Views:3 Author:Site Editor Publish Time: 2020-04-29 Origin:Site
The foam roller is a great tool for relaxing knotted muscle tissue. It can promote better blood flow and lymphatic reflux, reduce pain and release myofascial tension, and eliminate muscle tension and spasm. Massage treatments are much cheaper.However, if you scroll incorrectly, you are wasting time.
This article contains the following:
What is foam roller?
Functions of foam roller
How to use foam roller
The foam roller is also called yoga column, which is generally light in weight and rich in cushioning elasticity, more product we provide that vibrating massage,balance massage potwhich can help yoga practitioners complete various balancing actions. Especially after speed training and long-distance running, the hardened legs will be relaxed immediately. Made of high-purity EVA material.
Release fascia and tighten muscles.
Foam shaft as a sports massage can bring many benefits, and the use cost is low.
Not only can the foam shaft extend muscles and tendons, it can also disassemble soft tissue adhesions and scar tissue. You can use your own weight and a cylindrical foam shaft to self-massage and release myofascial muscles, breaking the trigger point, relieving tension in the fascia, while increasing blood flow and soft tissue circulation.
After using for a while, use soap and water to clean the foam shaft.
Do not use chemicals such as bleach to clean the foam shaft. This will damage the structure of the foam shaft.
Do not store the foam shaft in a place exposed to sunlight for a long time.
(1) Bend your knees, place the foam shaft on your back under your back, hold your head with both hands, and tighten your abdomen slightly.

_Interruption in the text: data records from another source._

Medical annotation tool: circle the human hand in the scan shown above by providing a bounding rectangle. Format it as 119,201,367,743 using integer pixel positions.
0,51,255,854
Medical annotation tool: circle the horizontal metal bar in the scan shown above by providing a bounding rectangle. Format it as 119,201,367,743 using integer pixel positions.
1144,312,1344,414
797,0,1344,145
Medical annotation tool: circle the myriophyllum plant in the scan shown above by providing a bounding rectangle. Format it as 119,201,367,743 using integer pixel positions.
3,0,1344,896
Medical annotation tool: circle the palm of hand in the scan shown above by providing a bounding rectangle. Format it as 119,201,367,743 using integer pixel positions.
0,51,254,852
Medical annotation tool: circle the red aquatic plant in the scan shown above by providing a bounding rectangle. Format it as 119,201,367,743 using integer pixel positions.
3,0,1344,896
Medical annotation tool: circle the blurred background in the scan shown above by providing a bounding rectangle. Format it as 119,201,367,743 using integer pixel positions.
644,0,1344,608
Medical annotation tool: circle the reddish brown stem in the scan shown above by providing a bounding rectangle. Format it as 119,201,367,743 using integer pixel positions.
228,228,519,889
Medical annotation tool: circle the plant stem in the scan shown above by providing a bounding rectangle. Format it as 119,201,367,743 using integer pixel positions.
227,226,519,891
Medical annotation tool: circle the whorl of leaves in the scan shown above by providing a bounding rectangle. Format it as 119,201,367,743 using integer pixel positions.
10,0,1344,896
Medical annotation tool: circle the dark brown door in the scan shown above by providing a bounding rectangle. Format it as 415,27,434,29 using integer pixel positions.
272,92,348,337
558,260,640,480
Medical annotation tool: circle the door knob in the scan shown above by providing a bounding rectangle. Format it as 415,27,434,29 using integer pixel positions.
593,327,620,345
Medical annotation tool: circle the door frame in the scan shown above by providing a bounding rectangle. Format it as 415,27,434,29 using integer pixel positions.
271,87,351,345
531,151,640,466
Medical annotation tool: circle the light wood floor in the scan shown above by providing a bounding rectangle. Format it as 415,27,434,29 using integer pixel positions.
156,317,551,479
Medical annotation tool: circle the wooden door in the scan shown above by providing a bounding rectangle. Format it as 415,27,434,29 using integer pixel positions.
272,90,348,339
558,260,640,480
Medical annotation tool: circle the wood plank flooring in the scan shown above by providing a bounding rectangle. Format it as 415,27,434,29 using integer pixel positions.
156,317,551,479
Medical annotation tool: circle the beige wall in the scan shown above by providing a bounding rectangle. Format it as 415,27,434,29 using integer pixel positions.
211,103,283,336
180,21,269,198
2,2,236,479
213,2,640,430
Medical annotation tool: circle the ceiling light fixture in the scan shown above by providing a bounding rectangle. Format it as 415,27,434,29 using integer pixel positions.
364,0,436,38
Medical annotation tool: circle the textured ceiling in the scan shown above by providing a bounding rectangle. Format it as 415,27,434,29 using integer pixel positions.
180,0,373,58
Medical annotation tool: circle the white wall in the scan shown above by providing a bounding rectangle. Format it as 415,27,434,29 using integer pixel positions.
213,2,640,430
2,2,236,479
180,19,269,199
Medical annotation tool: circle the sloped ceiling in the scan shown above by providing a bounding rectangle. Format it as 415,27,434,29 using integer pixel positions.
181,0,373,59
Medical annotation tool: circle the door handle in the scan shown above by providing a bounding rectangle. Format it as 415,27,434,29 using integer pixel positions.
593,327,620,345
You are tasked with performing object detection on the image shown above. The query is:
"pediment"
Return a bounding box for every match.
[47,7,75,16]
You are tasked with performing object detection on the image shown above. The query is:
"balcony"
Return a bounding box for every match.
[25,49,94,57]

(2) The legs move the body forward and backward, so that the foam axis rolls back and forth in the range of the upper back and shoulder joints.
(1) Sitting on a foam axis with a single leg and holding on one arm, the abdomen is tightened
(2) Support the legs and hands to force the body to move, so that the foam axis rolls back and forth in the hip range
(1) Lie on your side with your hands supported, place the foam shaft below the outside of your thighs, and place the opposite limb on the front of your body to help stabilize your body
(2) Support the lateral shoulder joint and the contralateral leg to force the body to move up and down, so that the foam axis rolls back and forth in the range of the knee and hip joints.

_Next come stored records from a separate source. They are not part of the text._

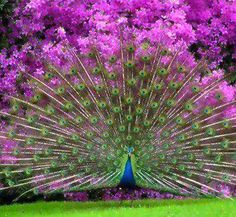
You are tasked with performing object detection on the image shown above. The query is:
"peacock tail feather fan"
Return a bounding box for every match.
[0,39,236,200]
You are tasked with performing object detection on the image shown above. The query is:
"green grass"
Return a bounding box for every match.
[0,199,236,217]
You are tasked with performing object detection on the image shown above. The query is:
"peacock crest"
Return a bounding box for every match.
[0,38,236,198]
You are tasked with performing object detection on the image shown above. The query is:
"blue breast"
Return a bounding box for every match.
[120,157,135,188]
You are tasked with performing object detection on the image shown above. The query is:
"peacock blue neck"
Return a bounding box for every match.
[120,152,135,188]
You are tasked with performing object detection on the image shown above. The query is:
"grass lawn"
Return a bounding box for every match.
[0,199,236,217]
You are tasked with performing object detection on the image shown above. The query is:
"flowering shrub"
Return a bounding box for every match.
[0,0,236,200]
[0,0,236,95]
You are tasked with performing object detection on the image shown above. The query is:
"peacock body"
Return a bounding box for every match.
[0,39,236,199]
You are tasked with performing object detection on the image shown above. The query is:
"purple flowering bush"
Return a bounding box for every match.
[0,0,236,201]
[0,0,236,95]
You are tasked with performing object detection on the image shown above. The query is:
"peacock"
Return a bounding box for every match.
[0,41,236,200]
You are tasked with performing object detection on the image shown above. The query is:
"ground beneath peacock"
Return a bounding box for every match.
[0,199,236,217]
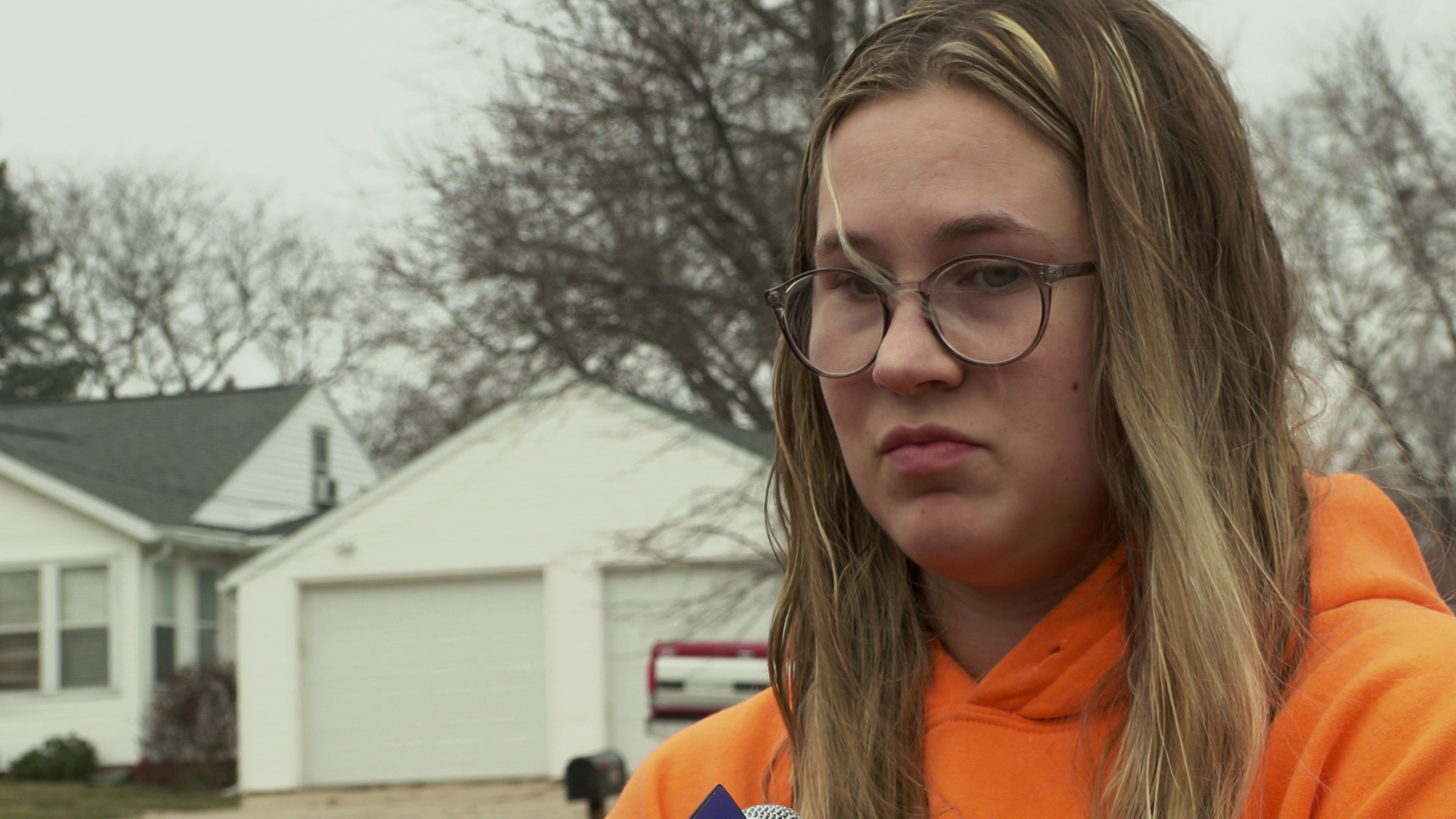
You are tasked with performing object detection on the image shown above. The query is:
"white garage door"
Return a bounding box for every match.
[301,576,548,786]
[604,566,780,768]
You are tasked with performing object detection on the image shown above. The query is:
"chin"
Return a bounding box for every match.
[885,513,1018,574]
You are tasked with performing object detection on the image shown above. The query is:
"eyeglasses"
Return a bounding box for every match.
[763,255,1097,379]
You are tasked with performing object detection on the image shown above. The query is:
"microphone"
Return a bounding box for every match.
[690,786,799,819]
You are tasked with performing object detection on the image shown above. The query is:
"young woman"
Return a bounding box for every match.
[613,0,1456,819]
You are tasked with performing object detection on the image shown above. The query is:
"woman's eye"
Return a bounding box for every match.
[975,265,1025,290]
[827,272,875,299]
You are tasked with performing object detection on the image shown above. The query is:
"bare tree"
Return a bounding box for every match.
[29,171,354,397]
[1261,24,1456,596]
[361,0,900,460]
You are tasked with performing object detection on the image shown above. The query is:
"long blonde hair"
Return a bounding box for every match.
[770,0,1309,819]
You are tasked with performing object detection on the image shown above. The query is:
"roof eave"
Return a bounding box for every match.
[0,452,158,544]
[157,526,282,554]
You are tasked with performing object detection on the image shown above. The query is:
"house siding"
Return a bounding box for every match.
[192,389,378,529]
[0,478,147,767]
[237,388,763,792]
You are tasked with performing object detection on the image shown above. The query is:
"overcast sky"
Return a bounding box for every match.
[0,0,1456,249]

Anterior thigh (quadriceps femoris)
(1) Flat support, place the foam shaft on the front side of the thigh
(2) The shoulder joint forces the body to move up and down, so that the foam axis rolls back and forth within the range of the knee and hip joints
Medial thigh muscles
(1) Elbow joint support, single leg abduction and prone position, put the foam shaft under the inner side of the thigh
(2) The contralateral legs force the body to move left and right, so that the foam axis rolls back and forth in the area inside the thigh.
Back of thigh (hamstring)
(1) Straighten your legs, place the foam shaft under your thigh, support with both hands, and tighten your abdomen
(2) Use both hands to force the body to move, so that the foam axis rolls back and forth from the knee to the hip
Back of calf
(1) Sit with one leg straight on the foam shaft, support with both hands and tighten the abdomen
(2) Use both hands to force the body to move so that the foam axis rolls back and forth within the range of the knee joint and ankle
l Anterior thigh tibialis anterior muscle
(1) Hold the floor with both hands, place the foam shaft on the front side of the calf, and the figure inside the foot (focus on the side position)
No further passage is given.